Above, are just a few of the potential big picture impacts autonomous vehicles could have. However, with more inquiry comes more questions. One of the primary challenges facing the deployment of fully autonomous vehicles is trying to define what the exact “rules of the road” will be with a mixture of vehicles with differing levels of automation or none at all (21). The first incident involving a fatality and a semi-autonomous vehicle occurred in Florida in May of 2016 (23). Although a thorough investigation into the death revealed the autopilot technology in the Tesla Model S was working correctly at the time of the crash, many are understandably concerned about something like this happening again. Perhaps training of owners of vehicles with more advanced levels of automation will be necessary, to ensure that the vehicle functions are used safely and correctly. In that same line of thinking, vehicles equipped with intelligent technology are essentially computers, developed by humans. So the potential for malfunctions, even minor ones, is unfortunately always there. Also, fully autonomous vehicles are meant to execute all driving functions as a human being would do. However, when a human is driving, they have to make split second decisions sometimes to avoid collisions. With a self-driving car, “controlled by algorithms, it is a choice predetermined by a programmer” (22). So how can one always predicted what will happen when these programmed smart cars interact with human drivers and their risky driving behaviors? Some things unfortunately cannot be programmed.

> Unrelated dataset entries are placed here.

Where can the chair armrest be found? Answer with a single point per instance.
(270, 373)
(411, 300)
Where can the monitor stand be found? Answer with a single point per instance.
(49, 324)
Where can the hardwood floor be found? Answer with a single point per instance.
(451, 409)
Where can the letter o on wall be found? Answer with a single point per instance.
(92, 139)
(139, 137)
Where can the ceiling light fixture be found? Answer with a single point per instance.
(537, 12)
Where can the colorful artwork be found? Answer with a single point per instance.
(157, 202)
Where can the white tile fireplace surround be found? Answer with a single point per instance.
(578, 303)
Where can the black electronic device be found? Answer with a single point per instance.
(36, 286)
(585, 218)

At this time, the current infrastructure is not equipped to support fully autonomous vehicles, and with this great of a change, it is natural to assume that eventually those design changes will need to be made. What affect will the added costs of infrastructure changes to accommodate these vehicles have? The end result, as I mentioned earlier, could be very positive for non-motorists but we also have to consider the journey to get to that end result and what exactly that will entail. Additionally, if drivers are not doing the actual driving, then who’s at fault in the event that there is a crash? Will owners of these vehicles still need to obtain driver’s licenses? And how would car insurance work exactly? There is a possibility that if the unknowns and risks that accompany a human driver are removed, that insurance rates would reduce significantly, but at this point this is speculation. Things are, at present, unclear and the insurance industry most likely won’t make a move to change policy until they can fully assess potential repercussions. Within in their automated vehicle policy, NHTSA states the “rules and laws allocating tort liability could have a significant effect on both consumer acceptance of HAVs and their rate of deployment” (2).  It may be that the level of liability reduces for the vehicle owner but increases for the manufacturer, but this could result in numerous lawsuits eventually bankrupting companies.

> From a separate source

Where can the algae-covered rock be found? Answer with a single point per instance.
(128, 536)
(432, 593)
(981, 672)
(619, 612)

All of these questions only scratch the surface of potential benefits and conflicts that could arise as the transportation industry attempts to navigate the preliminary stages of this revolution. Generally, people tend to feel uncomfortable relinquishing control and in a fully autonomous vehicle, most if not all control is given up. So while we seem to be living in the world of all things tech, it may take a little time to garner public acceptance with fully driverless cars. Getting answers to the questions posed above is an important step in that process. However, it can be difficult to develop policies and regulations for the unknown. It is only after extensive research and testing of these features for their real world implications, that more concrete guidelines can be set. But as it has been done in the past with every new innovation, the top safety professionals will continue to probe, discuss, and strategize until they reach a conclusion that is in the best interest of the entire transportation community and I will continue to update you along the way.

Could the future of intelligent vehicle technologies look something like this…?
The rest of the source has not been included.